There have been too many a long and drunken night where I've floundered into hofbraus like Lefty O' Doul's with just enough singles to get me a corned beef sandwich to smooth out the inevitable rocky morning after.
No insight as to where this hangover savior has come from. No care but for my own, wasted well being. No idea of the unique history that corned beef has in this city.
So it must have been fate that led me to Debbie Ward in the upstairs office of the city's oldest corned beef plant, adorned with throwback deli photos of sky-high pastrami sandwiches, shamrock clocks, and dated menus of days when the stuff would cost but 25 cents a pound. For the past 103 years, Roberts Corned Meats has been providing corned beef and pastrami to Lefty O'Douls, Mel's Drive Inn, Tommy's Joynt, and a long list of big hitters in the city and around the bay.
"We've weathered the time because we're a specialty house," Ward says.
It all began in 1910 when Ward's great great grandfather George Henry Roberts moved from New Zealand to San Francisco to leave the family business of salting beef only to revert back to his trade when he arrived to the Bay Area. "They laughed at him for the way he made corned beef," she says.
Ward says that in early years in San Francisco, those who cured beef placed briskets in large vats of brine and allowed the meat to cure for up to 30 days. Roberts brought the method he took from New Zealand that involves a pump attached to needles that evenly distributes brine into the meat. The process her grandfather introduced takes but three days. "He was the first person to introduce artery brining to San Francisco," Ward says.
Now that process involves an $80,000 piece of machinery that brines about 3 million pounds of beef a year. Months of cooler weather and St. Patrick's Day is reason that two thirds of her business is done between January and March.
"It's not a big summer food. A lady has to heat her kitchen for three to four hours to simmer this big piece of meat," Ward says.
Outside of the Irish community, Pacific Islanders make up a big part of her business. On my visit, two Tongan bruddahs (each weighing 300+ pounds, easy) picked up $220 worth of Povi Masima or "salted beef" for a family party that weekend.
"The Samoans and Tongans are eating our corned beef like crazy," Ward says. Thank god there's another ethnicity that eats our meat."
Sitting with Debbie was like sitting with a sage. She enlightened me on my deeply-rooted questions to years of hangovers cured by the fatty, salty pastrami and corned beef sopped between sourdough and Swiss, smothered with cheap, tangy yellow mustard.
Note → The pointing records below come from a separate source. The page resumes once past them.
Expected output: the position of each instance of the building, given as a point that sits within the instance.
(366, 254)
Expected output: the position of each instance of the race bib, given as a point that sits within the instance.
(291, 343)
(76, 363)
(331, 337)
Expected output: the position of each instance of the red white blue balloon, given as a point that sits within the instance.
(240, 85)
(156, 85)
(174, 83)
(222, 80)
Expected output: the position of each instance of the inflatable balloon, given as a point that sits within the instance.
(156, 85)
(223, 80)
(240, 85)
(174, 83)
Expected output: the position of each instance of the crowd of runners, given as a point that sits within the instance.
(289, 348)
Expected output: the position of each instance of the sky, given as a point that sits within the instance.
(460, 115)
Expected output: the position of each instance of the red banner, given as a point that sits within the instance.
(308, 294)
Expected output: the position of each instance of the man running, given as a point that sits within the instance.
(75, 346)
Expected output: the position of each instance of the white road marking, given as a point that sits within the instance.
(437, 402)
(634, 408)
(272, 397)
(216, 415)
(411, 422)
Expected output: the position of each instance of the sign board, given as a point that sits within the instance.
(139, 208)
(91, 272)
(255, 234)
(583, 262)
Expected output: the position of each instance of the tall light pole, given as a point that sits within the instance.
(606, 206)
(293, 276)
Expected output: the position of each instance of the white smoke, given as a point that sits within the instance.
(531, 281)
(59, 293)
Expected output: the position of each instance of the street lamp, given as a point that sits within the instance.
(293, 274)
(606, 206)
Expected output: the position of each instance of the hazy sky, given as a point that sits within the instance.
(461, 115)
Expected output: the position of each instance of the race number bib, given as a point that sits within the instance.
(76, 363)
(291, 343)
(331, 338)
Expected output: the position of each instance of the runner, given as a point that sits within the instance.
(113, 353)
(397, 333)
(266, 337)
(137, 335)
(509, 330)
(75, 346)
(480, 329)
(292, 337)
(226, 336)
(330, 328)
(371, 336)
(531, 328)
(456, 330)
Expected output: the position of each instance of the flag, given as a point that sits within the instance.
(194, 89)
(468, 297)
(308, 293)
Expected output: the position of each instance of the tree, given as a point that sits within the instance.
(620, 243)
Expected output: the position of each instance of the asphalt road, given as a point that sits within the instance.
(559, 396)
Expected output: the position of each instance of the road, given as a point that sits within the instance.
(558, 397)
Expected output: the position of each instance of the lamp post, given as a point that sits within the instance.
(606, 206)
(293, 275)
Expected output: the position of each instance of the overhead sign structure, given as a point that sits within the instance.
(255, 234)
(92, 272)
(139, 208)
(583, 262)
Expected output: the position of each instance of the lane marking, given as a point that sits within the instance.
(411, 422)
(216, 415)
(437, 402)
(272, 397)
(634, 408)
Too lazy to Google the difference between the two, I knew that there was a right time and place for this insight. Who better to gather these answers from than San Francisco's Queen of Corned Beef? The foundational difference is simple: Corned beef is a fresh beef brisket cured in a salt solution and later cooked by either boiling or roasting with pickling spice. Pastrami consists of a similar cure as corned beef but is later given a rub and smoked.
Her hair in a bun, bright red lipstick to contrast her lightly powdered face, and turtle glass frames with matching hair clip, Debbie made me feel as comfortable as a waitress at a roadside diner asking me whether I'd like hash browns or home fries to go with my country fried steak, or a downtown Vegas card dealer congratulating me on a winning hand at the $5 blackjack table.
With a warm personality like that, it's no wonder her tight-knit crew of eight have been working beside her for more than 10 years.
"Once people get a job here, they don't want to leave," Ward says.
But before Debbie committed to a life of taking over the family business, she lived her life as a cruise ship tour guide traveling across Europe. She eventually married the ship photographer who snapped shots of tourists on camels in front of the Sphinx in Egypt and the Hermitage in Russia. Ward later got pregnant on her travels, and on a return vacation home to the city, her father Jim Dixon offered her an office job at the factory that she slowly welcomed.
Jim was a true salesman who went door-to-door, taking samples of their meats to hofbraus, delis, hotels and supermarkets across the city. James's Mercedes license plate is emblazoned "CORNBF," and on her Honda Pilot "CORNBF2".
"Dad went out and sold, sold, sold, sold," Ward says. "They used to call him the king of corned beef."
General Manager Franz Wohlauf says that San Francisco's corned beef ascent came in the '50s, when the slabs were promoted as the Thursday special at the Clift Hotel, then at Original Joe's, because Catholics aren't supposed to eat meat on Fridays and on Ash Wednesday during Lent.
After James retired in 2005, Ward has since taken the helm at the upstairs office, punching in orders for the week, sometimes stepping into the downstairs market to assist anyone looking to purchase the time-tested product, then granting her routine instruction on how to properly prepare a brisket.
Big pot. Cold water. High boil at first. Then simmer for three hours. Let the meat rest. Slice against the grain. Enjoy.